For China, this means embracing asymmetry as a strategy: dominate where possible, decouple where necessary, and innovate where the rules can be rewritten. Whether this next chapter brings technological parity or merely strategic parity remains to be seen. As we step beyond 2025, the question is no longer whether China can build. It can. The question is whether it can coordinate across sectors and institutions over time to convert technological ambition into sustained, self-directed innovation. That answer will determine whether the next C919 will fly on borrowed wings or on China’s own.
Conclusion
What happens when the world’s largest factory decides it no longer wants to just assemble the future, but design it? The answer, as revealed through MIC2025, lies in the tension between sectoral acceleration and structural inertia. China’s capacity to scale, adapt, and dominate robotics middle-market niches has redefined global competition, not by beating the West at its own game, but by changing the rules. The sector’s rapid ascent reflects the power of coordinated industrial policy in localized innovation ecosystems. Yet in aerospace, we see the outer limits of that model, where centralized ambition runs into the hard constraints of fragmented governance and technological dependency. The disparate outcome of robotics and aerospace under MIC2025 is not merely an artifact of sectoral complexity but reveals the institutional boundaries of China’s model of technological upgrading.

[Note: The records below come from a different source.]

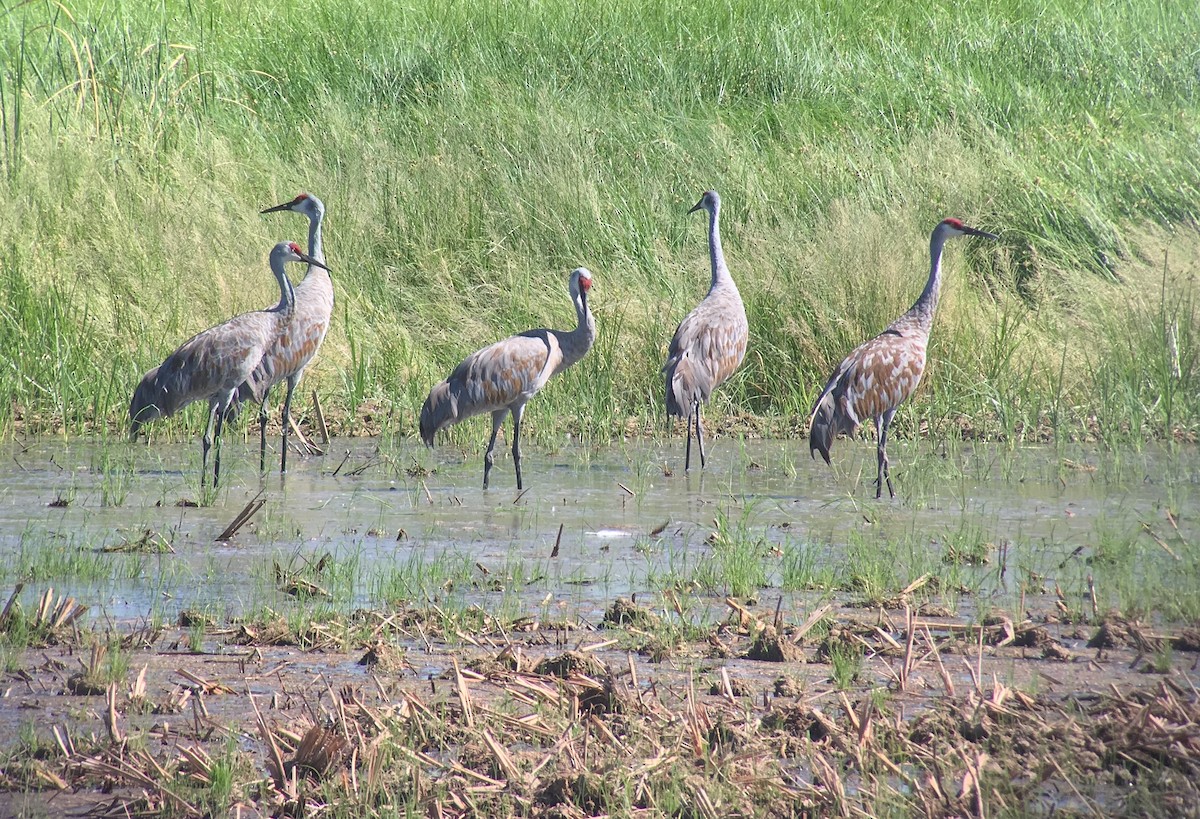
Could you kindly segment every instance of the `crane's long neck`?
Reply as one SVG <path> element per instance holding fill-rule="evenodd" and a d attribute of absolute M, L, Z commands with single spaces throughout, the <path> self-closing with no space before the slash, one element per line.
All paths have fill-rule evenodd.
<path fill-rule="evenodd" d="M 324 220 L 325 220 L 324 209 L 318 208 L 317 210 L 313 210 L 313 213 L 308 215 L 308 256 L 312 256 L 322 264 L 324 264 L 325 262 L 325 250 L 324 247 L 322 247 L 320 244 L 320 223 Z M 308 269 L 312 270 L 313 268 L 310 265 Z M 320 268 L 316 269 L 320 270 Z"/>
<path fill-rule="evenodd" d="M 588 306 L 588 294 L 580 291 L 575 297 L 575 315 L 578 318 L 575 329 L 564 333 L 559 340 L 563 348 L 563 366 L 568 367 L 583 358 L 596 340 L 596 323 Z"/>
<path fill-rule="evenodd" d="M 713 282 L 709 285 L 709 291 L 714 291 L 718 287 L 732 287 L 737 289 L 737 285 L 733 283 L 733 277 L 730 275 L 730 269 L 725 267 L 725 252 L 721 250 L 720 205 L 715 205 L 708 211 L 708 257 L 713 264 Z"/>
<path fill-rule="evenodd" d="M 320 268 L 313 268 L 320 270 Z M 290 313 L 296 306 L 296 293 L 292 287 L 292 280 L 288 279 L 288 271 L 284 268 L 283 258 L 276 253 L 271 253 L 271 273 L 275 274 L 275 281 L 280 283 L 280 303 L 275 305 L 275 312 Z"/>
<path fill-rule="evenodd" d="M 930 237 L 929 281 L 908 310 L 908 315 L 914 316 L 926 333 L 934 325 L 934 312 L 937 310 L 937 299 L 942 292 L 942 247 L 946 245 L 946 239 L 947 235 L 942 231 L 934 231 L 934 235 Z"/>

China’s quest for innovation sovereignty is thus neither a clear triumph nor an outright failure, but a recalibration of what technological success looks like in the 21st century. What began as a domestic modernization blueprint has evolved into a global strategic concern, answered by assertive international responses such as the U.S. CHIPS and Science Act, Japan’s export controls, and Europe’s assertive industrial policy. Looking ahead, the question is not whether China will catch up. It will and in many domains, already has. The more urgent question is whether it can build institutional depth and adaptive ecosystems to sustain innovation over decades. MIC2025 was the opening move in a longer flight, and whilst the plane may still be on the runway, the direction of flight is unmistakable.